Friday, 19 December 2014
Gregory A Neumann, NASA, Baltimore, MD, United States, Michael Kenneth Barker, Sigma Space Corporation, Hyattsville, MD, United States and Xiaoli Sun, NASA Goddard Space Flight Center, Greenbelt, MD, United States
Abstract:
Over the course of more than 3 Mars years the MOLA instrument on board Mars Global Surveyor (from 1999 to the loss of MGS in Nov. 2006) obtained passive reflectance measurements of Mars at 1064 nm wavelength from the solar background. As an altimeter, the quantity of light removed from a laser beam by scattering or absorption during the roundtrip to the surface may be calculated knowing the energy returned, the surface geometric albedo and the instrument parameters for each laser shot. These opacity measurements indicate the combined effects of dust and condensates, particularly those seen during during the night.
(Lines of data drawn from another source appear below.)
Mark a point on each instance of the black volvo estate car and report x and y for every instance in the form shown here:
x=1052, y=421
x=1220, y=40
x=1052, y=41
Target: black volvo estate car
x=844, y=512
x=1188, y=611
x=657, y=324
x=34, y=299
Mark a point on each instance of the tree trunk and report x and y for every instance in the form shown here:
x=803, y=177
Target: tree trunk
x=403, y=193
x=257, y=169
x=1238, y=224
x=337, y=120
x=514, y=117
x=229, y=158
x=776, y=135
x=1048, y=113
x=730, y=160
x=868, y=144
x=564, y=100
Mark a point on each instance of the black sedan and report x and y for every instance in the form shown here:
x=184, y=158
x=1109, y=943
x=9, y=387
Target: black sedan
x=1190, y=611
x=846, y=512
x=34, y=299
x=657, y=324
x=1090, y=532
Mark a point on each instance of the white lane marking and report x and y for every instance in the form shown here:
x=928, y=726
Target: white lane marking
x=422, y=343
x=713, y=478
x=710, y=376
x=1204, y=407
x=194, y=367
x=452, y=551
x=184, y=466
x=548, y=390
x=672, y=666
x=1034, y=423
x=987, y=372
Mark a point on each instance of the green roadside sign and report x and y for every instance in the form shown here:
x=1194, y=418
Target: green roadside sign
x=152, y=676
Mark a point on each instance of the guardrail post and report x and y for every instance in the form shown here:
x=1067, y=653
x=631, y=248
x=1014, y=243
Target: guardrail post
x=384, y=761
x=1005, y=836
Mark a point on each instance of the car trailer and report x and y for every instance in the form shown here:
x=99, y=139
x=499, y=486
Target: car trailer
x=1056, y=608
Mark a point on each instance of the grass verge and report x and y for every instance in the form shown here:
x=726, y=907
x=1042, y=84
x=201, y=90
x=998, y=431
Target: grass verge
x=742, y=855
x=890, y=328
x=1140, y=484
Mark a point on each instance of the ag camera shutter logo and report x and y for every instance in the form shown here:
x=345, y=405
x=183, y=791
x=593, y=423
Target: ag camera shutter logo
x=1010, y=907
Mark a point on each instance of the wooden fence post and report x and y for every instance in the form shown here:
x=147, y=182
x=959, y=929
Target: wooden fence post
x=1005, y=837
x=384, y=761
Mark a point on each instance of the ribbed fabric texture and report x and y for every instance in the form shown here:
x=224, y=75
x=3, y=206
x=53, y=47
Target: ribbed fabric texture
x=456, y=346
The measure of opacity, to optical depths exceeding unity, correlates well with daytime measurements by the Hubble Space Telescope and with the broadband Thermal Emission Spectrometer. Applying a simple phase function to passive radiometric observations obtained at emission angles varying from 0 to 80 degrees, upper and lower limits are obtained for atmospheric opacity as a function of season and time of day. The implications for the effects of nocturnal water ice clouds on radiative transfer, and for future applications to the detection of icy plumes from moons of the outer solar system will be discussed.